Postmaster Robynn is from Brooklyn, NY. She’s a 23-year veteran of the postal service. She makes her coffee and her lunch at home most of the time and listens to gospel on the way to and from work. Outside of work, you may overhear someone calling her “Sunshine,” and she is certainly worthy of that nickname inside the post office walls. She loves movies such as Pretty Woman and doing jigsaw puzzles, and she’s partial to stamps with flowers on them. During our “social pause,” she has noticed an upswing in parcels and letters…perhaps a sign of people wanting to connect.

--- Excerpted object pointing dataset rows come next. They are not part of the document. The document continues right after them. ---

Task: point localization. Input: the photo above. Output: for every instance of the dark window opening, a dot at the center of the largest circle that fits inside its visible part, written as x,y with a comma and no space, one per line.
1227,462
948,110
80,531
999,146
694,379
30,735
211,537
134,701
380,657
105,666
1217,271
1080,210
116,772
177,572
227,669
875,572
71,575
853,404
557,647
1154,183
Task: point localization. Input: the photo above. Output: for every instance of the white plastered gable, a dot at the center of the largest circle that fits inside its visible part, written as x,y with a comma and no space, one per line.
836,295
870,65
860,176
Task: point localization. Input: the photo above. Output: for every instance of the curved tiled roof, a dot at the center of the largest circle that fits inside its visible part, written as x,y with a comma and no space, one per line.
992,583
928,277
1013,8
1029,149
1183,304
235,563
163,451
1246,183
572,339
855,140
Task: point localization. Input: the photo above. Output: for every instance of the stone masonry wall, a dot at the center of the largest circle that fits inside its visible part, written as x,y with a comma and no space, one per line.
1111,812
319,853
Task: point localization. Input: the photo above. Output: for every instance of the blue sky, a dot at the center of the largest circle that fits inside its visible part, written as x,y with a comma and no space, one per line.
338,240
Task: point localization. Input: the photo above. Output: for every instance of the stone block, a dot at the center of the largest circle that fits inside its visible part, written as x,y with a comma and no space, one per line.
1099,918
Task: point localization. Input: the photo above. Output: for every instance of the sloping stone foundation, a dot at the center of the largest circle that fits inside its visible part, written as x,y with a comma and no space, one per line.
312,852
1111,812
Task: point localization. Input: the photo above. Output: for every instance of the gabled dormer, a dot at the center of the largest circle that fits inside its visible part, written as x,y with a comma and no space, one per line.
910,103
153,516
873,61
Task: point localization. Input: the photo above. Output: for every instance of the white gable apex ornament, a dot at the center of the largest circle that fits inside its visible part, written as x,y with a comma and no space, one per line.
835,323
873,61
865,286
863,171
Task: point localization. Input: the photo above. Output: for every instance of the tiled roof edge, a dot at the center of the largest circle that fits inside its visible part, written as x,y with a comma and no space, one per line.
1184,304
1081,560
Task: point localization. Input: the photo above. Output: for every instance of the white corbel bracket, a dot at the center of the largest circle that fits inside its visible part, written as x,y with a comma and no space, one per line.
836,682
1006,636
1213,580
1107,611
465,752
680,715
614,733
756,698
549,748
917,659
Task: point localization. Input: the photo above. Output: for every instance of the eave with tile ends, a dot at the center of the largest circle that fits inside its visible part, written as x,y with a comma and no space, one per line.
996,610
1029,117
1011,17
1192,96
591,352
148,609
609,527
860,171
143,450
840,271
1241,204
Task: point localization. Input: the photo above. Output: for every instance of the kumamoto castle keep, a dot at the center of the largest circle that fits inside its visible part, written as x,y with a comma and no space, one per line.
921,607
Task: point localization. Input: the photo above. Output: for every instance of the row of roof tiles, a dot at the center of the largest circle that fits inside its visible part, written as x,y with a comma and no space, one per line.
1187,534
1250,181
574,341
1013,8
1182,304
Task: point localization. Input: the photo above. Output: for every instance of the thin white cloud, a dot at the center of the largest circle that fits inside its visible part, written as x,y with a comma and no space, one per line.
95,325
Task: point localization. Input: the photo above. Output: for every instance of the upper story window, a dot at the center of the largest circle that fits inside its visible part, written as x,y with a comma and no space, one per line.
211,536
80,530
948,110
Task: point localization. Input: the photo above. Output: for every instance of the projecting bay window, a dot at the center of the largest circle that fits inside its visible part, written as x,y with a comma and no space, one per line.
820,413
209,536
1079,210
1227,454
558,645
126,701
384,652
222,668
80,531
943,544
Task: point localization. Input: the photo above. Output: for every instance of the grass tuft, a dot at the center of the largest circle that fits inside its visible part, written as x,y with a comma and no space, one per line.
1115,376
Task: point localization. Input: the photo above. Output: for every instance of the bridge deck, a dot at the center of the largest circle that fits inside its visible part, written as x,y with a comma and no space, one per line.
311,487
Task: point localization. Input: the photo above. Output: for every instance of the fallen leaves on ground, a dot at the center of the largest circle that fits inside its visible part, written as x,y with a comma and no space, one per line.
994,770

Both postmasters emphasize their fondness for our community. Robynn considers her coworkers family, and finds it a joy to come to work and see her friendly customers. John acknowledges that some people are in for a quick transaction and others long for a kind listening ear. When asked what they would do if a live bear walked into the post office, John replied that he would evacuate and call 911. Robynn admitted she would probably scream. Both would like to assure the public that if the bear had a letter to mail, they would happily assist.
Take a minute to write a letter to a friend across the country. Tell her about our two little towns. Look at the stamps in the display and pick out just the right one. Now that you know a little about them, stop rushing and have a visit with the folks in the line and at the counter. They’re your people.
And if you’re wondering what happens to a letter once it has been slipped through the slot, John says that it is delivered by “the most magical mail carrier fairies,” while Robynn employs a flock of “carrier pigeons.” They can tell you a little more about each the next time you have a visit.
Linda Beck lives in South Orange and is the person ahead of you chatting up the window clerk.